Economist leader2

Investor beware

“Eastern Europe proves risky for investors”.  So ran a recent headline in The Wall Street Journal above an article about the rise of investment disputes throughout Central and Eastern Europe.  The Economist tackled the same matter, noting that “of 942 investor-state disputes worldwide since 1987, a disproportionally high number involved post-communist countries that joined the European Union 15 years ago.  The Czech Republic (38 cases) and Poland (30) are the worst offenders.  By comparison, Germany and France, much bigger economies with more inward investments, have four cases between them.”

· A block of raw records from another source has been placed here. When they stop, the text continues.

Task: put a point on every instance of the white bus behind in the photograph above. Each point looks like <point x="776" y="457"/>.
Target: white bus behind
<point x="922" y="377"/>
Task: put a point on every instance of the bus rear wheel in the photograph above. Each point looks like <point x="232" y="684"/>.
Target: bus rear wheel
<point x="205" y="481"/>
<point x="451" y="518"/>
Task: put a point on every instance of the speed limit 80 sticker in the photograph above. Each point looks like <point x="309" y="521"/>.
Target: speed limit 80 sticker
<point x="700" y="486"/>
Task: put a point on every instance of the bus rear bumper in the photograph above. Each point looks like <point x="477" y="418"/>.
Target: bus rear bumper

The Internationl Centre for the Settlment of Investment Disputes (ICSID), part of the World Bank, is one of several international arbitration fora for settling claims against sovereign states by private investors brought under Bilaterlal Investment Protection Treaties (BITS).  Last year, disputes involving Central and Eastern Europe accounted for 32% of ICSID’s case load.  That is half as many again as the next naughtiest region, South America.

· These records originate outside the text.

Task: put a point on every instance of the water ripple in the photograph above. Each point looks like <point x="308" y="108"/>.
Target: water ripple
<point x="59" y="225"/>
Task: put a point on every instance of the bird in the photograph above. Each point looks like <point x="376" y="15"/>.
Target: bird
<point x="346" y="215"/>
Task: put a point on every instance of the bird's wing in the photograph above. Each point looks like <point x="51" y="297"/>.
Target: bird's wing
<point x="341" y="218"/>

Interest in investment disputes in Central and Eastern Europe, and their just settlement, has flared up due to a 2018 ruling by the Court of Justice of the European Union in a spat between a Dutch investor and Slovakia.  The Court upheld Slovakia’s claim that EU law takes precedence over BITS.  That ruling received the backing of the European Commission, which now wants to do away with BITS on the theoretically correct but in practice dubious grounds that the legal systems in all 28 EU member countries are equally free, fair and professionally independent of political interference.  EU member countries are divided.  “Germany, France and Austria—all countries whose firms have big investments in central Europe—are opposed to the abolition of intra-EU BITS, whereas Poland, the Czech Republic and Hungary are all for it,” wrote  The Economist in a must-read leader on the topic.